Calling on the Colombo government and the Liberation Tigers "to
urgently allow aid workers free access to all parts of the island so
that vital supplies can reach those cut off by fighting," UNHCR
appealed for them "to permit freedom of movement to all civilians
displaced by their conflict." Since April UNHCR says 162,000 people
have become internally displaced, while 7,439 have become refugees in
Tamil Nadu.
Humanitarian agencies in Kilinochchi are targeting their help to those
displaced people – some 9,500 individuals – living outdoors under
trees, or in communal buildings, the UNHCR said in a statement from its
Geneva headquarters.
"We and our partners are now seriously concerned about the welfare of
civilians in areas inaccessible to humanitarian agencies because of
strictly enforced travel restrictions, as fighting continues in the
north and east of Sri Lanka," UNHCR spokesperson Jennifer Pagonis told
journalists in Geneva.
After the main access road to the Jaffna peninsula through the
LTTE-controlled Killinochchi district was closed, supplies of food and
water have fallen to what Pagonis described as "alarmingly low levels"

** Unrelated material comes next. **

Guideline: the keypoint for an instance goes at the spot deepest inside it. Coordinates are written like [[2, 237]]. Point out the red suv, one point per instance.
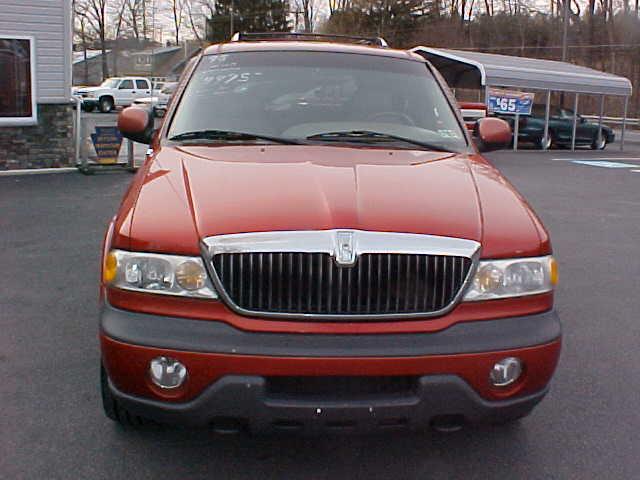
[[314, 243]]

in many locations. "As a result, people are hoarding food, and
merchants are sharply hiking prices in local markets," she added.
"Unfortunately, we have limited stock [in LTTE-controlled Kilinochchi]

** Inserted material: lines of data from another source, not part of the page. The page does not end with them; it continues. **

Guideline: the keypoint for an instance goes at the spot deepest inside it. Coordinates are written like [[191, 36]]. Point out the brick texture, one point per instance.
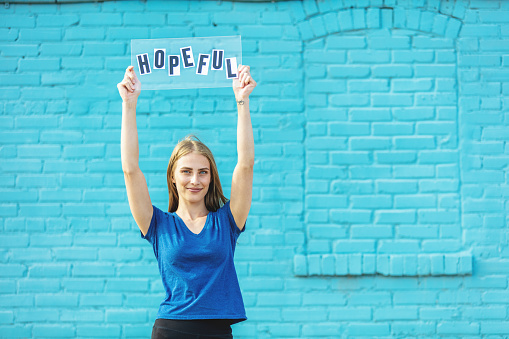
[[380, 192]]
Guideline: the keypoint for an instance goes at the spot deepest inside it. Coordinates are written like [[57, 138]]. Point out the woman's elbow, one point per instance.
[[129, 169]]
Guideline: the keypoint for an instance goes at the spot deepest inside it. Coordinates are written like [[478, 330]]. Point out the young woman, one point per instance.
[[194, 241]]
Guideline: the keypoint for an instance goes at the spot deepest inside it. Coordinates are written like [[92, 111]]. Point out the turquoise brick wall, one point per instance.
[[380, 198]]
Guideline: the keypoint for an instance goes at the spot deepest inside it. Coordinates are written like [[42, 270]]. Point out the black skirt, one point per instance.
[[192, 329]]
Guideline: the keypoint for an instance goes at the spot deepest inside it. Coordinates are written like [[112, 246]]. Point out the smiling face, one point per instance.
[[192, 177]]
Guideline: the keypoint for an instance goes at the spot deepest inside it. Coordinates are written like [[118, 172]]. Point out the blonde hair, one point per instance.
[[214, 198]]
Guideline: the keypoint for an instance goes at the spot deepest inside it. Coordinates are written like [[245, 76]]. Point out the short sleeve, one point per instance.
[[152, 229], [231, 219]]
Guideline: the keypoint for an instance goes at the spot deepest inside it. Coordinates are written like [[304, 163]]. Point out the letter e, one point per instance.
[[187, 57], [203, 64], [159, 57], [173, 65]]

and are not sure when new stock will arrive because of restrictions on
road transport," said Pagonis.
The UNHCR’s appeal for civilians to have freedom of movement to escape
fighting comes amid numerous reports from Jaffna that Sri Lankan troops
in areas being targeted by LTTE artillery are blocking civilians trying
to move to safer areas of the peninsula.
The situation in Point Pedro, in the north of the Jaffna peninsula, is
even more fluid and unpredictable than in Jaffna town. Displaced
civilians in Point Pedro are staying in vacant homes and with host
families, and UNHCR and its partners fear they may not have adequate
electricity, water and sanitary facilities.
"Eastern districts face a similar crisis," Pagonis said. "Thousands of
displaced families in Muttur and Eachchilampattu divisions of
Trincomalee district, and Vaharai division in Batticaloa district, are
in desperate need of sustained humanitarian relief."
"We have gained limited access to Vaharai," Pagonis said, referring an
area of Batticaloa receiving many thousands of displaced people from
neighbouring Trincomalee.
Since fighting began to flare up in Sri Lanka in April, UNHCR has
recorded 162,000 Sri Lankans who have fled their homes but remain
within the country, as well as 7,439 who have crossed the Palk Strait
to become refugees in southern India's Tamil Nadu state.